Marketplace showcases talents, sells wares

Tyler Stauffer photo: The Mercyhurst College community purchased goods made by students at the first Mercyhurst Marketplace.Tyler Stauffer photo: The Mercyhurst College community purchased goods made by students at the first Mercyhurst Marketplace.

The first Mercyhurst Marketplace gave students the opportunity to experience responsibilities retailers have on a daily basis.

These experiences include coordinating vendors, setting displays, pricing and promoting while operating at a profit.

The Marketplace took place Tuesday, April 27, in the Mercy Heritage Room from 10 a.m. to 6 p.m.

The Retail Management Class taught by assistant professor of marketing Jill Slomski hosted the event.

The Marketplace was a place where students, faculty and staff could showcase their talents and sell their wares.

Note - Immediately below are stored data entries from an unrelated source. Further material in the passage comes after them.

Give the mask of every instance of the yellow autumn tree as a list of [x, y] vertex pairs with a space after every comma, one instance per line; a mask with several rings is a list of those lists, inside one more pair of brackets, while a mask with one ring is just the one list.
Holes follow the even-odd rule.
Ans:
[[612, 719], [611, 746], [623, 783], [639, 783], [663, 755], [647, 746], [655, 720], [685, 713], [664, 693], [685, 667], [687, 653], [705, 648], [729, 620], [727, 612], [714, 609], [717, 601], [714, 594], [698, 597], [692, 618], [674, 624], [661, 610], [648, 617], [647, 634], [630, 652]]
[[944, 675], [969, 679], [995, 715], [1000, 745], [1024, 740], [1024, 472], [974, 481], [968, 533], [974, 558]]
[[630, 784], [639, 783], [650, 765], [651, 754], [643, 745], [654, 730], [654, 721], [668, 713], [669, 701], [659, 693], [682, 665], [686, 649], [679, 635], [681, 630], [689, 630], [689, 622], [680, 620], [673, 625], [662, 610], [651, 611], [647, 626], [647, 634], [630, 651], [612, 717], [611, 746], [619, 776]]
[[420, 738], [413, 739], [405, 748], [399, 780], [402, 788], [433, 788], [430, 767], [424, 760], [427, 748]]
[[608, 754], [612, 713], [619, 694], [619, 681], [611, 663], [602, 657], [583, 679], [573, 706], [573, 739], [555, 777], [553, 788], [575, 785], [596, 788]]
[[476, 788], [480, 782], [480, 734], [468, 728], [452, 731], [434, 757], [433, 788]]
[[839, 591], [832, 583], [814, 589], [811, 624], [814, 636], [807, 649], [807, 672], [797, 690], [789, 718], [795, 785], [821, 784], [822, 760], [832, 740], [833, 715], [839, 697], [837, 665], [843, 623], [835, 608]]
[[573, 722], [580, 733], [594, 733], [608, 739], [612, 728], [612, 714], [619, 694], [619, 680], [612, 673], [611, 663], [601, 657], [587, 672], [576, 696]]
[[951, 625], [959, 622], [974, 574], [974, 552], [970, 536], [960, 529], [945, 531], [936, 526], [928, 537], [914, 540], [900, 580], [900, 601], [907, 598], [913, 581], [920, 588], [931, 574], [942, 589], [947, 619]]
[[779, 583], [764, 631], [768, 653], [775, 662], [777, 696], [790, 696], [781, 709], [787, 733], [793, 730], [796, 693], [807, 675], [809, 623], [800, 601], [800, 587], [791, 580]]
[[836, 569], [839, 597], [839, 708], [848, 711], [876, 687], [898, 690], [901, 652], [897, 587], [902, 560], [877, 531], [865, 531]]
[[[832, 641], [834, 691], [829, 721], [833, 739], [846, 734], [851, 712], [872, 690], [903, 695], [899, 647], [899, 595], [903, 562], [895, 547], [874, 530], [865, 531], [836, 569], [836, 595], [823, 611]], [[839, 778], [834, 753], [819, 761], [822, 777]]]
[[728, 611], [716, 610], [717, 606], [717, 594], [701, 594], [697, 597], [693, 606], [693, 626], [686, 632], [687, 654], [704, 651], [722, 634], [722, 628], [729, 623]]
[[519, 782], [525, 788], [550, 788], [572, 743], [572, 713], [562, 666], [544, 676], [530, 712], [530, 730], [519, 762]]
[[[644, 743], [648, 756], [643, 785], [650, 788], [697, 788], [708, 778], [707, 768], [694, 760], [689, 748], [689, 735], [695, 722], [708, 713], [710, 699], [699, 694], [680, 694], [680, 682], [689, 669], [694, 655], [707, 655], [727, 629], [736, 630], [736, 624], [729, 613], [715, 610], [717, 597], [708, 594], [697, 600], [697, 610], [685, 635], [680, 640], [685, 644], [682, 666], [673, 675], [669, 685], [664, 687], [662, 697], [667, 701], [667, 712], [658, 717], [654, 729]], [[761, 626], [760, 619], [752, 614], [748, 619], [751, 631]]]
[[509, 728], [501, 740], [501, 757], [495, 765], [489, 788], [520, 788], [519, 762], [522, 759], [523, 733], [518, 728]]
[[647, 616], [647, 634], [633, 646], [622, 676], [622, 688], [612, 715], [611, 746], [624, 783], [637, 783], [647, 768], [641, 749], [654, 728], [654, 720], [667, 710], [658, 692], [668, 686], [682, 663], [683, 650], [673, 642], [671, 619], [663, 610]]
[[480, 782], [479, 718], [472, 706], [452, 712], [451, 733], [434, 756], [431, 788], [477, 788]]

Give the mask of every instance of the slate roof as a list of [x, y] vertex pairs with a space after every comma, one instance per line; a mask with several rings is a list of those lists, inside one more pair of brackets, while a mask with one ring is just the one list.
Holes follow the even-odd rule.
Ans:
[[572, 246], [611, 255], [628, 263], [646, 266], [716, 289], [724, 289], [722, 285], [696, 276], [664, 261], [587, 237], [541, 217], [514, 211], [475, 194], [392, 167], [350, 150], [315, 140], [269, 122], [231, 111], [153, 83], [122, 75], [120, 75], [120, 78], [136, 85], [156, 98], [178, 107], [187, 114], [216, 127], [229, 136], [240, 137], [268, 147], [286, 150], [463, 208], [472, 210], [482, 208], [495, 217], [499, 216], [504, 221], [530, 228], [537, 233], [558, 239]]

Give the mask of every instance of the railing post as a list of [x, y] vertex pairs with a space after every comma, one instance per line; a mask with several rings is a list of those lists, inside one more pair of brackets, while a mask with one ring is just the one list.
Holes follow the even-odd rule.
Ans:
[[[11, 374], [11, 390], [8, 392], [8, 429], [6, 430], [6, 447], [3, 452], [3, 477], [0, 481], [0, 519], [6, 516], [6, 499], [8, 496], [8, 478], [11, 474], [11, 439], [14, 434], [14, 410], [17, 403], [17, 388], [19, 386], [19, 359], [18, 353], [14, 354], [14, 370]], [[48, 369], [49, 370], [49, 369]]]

An estimated 18 vendors were at the Marketplace. The vendors sold items including paintings, photography, jewelry, plants, international desserts, corn hole and gourmet dog treats.

Mercyhurst sophomore Courtney Clair purchased a “Stop the War in MyRaq” shirt from the Fashion Club’s table.

Fashion Merchandising majors senior Amber Valdiserri and sophomore Michele Colangelo explained that all of the jewelry they were selling was student-made. Fashion students designed the shirts that were sold at their table as well.

Another vendor at the Marketplace was Jordan Potratz, representing his family’s business, Potratz Floral Shop and Greenhouse.

“(The Marketplace) is a great opportunity for young artists to get their name out there,” Potratz said.

He said the Marketplace is a good way to put the word out for his family’s business.

Senior Andrea Moncada, a student in the Retail Management Class, ran an international desserts table with the help of her friends and roommates.

They said they decided to sell desserts because of their love of and “mad skills” for baking.

Slomski came up with the idea of the Marketplace because she wanted the students in her class to have a retail lab experience. The Marketplace turned out better than Slomski expected.

She said she hopes vendors are able to sell all their products and that the event will take place again next year.

Ten percent of each vendor’s profits will be donated to the Mercy Center for Women.